If brutalism is as Virilio says, and adopts the architectural language of the bunker, and thus the reproduction of war, then brutalism is the core language of most video games. And look closely, and you can see it everywhere. These are worlds designed for violence, as Jacob Geller puts it, and it shows. Open up any number of games, and you can find it. You can see the spirit of brutalism possessing all the vertices of Quake II, see it in the industrial dystopias of Half Life 2, see it in the sprawling slaughterscapes of S.T.A.L.K.E.R. and PUBG. The architecture of these games is brutalism just as Virilio describes: the mirror image of the battlefield in the urban.

But typically, as you skulk through a dilapidated factory, you can imagine what someone could do there. You can envision someone walking through these spaces, going to work, walking home. And you see people, NPCs or enemies or corpses, around here. The city of Babbdi, despite its imposing height, does have citizens, living their little lifes, dying their little deaths. Life is possible here, abject or not. Grass poking through gaps in the sidewalk. Meanwhile, Umurangi Generation rages, joyously and passionately, against the hostility of brutalism. It’s perhaps the most scalding rejection of the naked brutalism of video games. The spires of concrete are painted with graffiti of all colors. People eat, mourn, dance. The place is undeniably alive. In spite of the very real gnawing forces of capital and empire, found manifest in the stark walls of the city, people never stop being people, they never stop living.

But when I look at the spaces of Rubicon, I cannot imagine a human even existing in these places. The spaces of Armored Core VI are often called post-apocalyptic, but that implies any society ever existed here. As I look around, I can’t see these places as even ruins. I see ladders, I see walkways, I see cars. But when I close my eyes and try to envision it, I cannot see people. As I blast my way through Grid 086, I cannot even imagine the utility of this place. What are these buildings for? What is even done here? Not just life, but labor and war, typically the last resorts of human activity that industrial capitalism permits, they both seem impossible here. No, every last vestige of the human body is invisible here. At one point, you cram your mech inside a container that’s launched across an ocean. “Cinder” Carla explains that this isn’t really built for an AC. Even the mech, an ersatz body that serves as your surrogate on this lifeless planet, is forced to bend to the hostility of this place. This planet of warehouses and parking lots.
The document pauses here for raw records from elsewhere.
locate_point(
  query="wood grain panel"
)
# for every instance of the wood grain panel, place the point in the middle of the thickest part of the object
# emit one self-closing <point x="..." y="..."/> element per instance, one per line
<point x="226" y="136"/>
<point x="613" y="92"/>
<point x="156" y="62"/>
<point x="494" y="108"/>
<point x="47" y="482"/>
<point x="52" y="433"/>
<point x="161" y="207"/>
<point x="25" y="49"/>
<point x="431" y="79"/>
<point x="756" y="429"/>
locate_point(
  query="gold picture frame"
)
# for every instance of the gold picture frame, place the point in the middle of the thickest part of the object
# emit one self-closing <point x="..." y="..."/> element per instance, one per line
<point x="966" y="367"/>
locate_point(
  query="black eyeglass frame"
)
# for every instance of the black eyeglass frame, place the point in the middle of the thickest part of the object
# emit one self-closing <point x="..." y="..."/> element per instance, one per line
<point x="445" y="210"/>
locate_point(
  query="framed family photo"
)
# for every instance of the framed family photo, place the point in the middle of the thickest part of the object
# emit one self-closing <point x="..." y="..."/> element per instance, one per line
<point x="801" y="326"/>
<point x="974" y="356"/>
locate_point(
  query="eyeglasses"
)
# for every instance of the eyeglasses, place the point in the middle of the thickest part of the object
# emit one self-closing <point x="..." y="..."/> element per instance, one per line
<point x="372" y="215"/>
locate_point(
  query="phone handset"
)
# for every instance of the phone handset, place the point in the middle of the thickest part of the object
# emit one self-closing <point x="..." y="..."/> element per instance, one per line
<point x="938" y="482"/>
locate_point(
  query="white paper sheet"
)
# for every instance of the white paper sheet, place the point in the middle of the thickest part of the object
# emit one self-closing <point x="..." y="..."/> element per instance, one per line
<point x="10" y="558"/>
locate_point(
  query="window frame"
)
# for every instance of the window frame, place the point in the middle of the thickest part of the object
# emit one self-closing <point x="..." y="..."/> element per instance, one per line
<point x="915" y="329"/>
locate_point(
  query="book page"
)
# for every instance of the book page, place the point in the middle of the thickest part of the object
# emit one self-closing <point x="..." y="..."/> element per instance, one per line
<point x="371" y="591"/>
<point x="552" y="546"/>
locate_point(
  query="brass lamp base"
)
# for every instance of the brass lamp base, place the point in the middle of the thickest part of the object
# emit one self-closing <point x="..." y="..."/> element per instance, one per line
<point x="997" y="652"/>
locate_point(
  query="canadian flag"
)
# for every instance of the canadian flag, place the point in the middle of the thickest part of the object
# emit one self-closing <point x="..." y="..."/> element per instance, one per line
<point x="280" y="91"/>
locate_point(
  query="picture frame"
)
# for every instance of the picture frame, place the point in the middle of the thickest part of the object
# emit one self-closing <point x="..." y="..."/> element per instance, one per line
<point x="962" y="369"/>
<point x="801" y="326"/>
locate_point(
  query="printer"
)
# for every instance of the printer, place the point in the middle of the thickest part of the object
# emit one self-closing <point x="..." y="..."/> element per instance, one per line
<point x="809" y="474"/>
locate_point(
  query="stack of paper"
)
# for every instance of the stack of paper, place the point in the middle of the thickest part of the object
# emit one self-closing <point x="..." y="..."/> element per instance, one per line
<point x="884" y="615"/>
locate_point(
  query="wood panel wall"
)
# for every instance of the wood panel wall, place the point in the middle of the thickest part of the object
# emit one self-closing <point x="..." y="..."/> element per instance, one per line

Xylem, this floating city, is revealed to be a massive ship. The facade gives way. It unfolds like a flower and takes to the sky. Of course it’s not a city, not really. Nobody could ever really live here. How could they? What’s revealed is that Ayre, your Rubiconian ally, literally does not have a body at all. She’s a disembodied consciousness, alive in the coral. The only way to live on Rubicon is to cast off the body, imagine life as an amorphous pulse buried deep in the crust of the planet. The glimpses of organic life on Rubicon feel wrong. The trees crumple like paper when you touch them. The strange coral worms you stumble into seem like cartoons. And coral, while apparently alive, is totally amorphous and formless; it doesn’t have an anatomy. It can live here, because it doesn’t have a body. And coral flows like sand, not destructive, not creative, but a constant flux. There are no homes here, not that I can see. All I can see here is warehouses and parking lots. Stone. Rebar. Rails. Hyperbrutalism. Perhaps it’s fitting that parts of Rubicon are named anatomically and biologically: Xylem, worm robots, Ibis, “Vascular” structures. Bodies implied, but never found. After all, the only body that could live on Rubicon would be made of concrete and steel.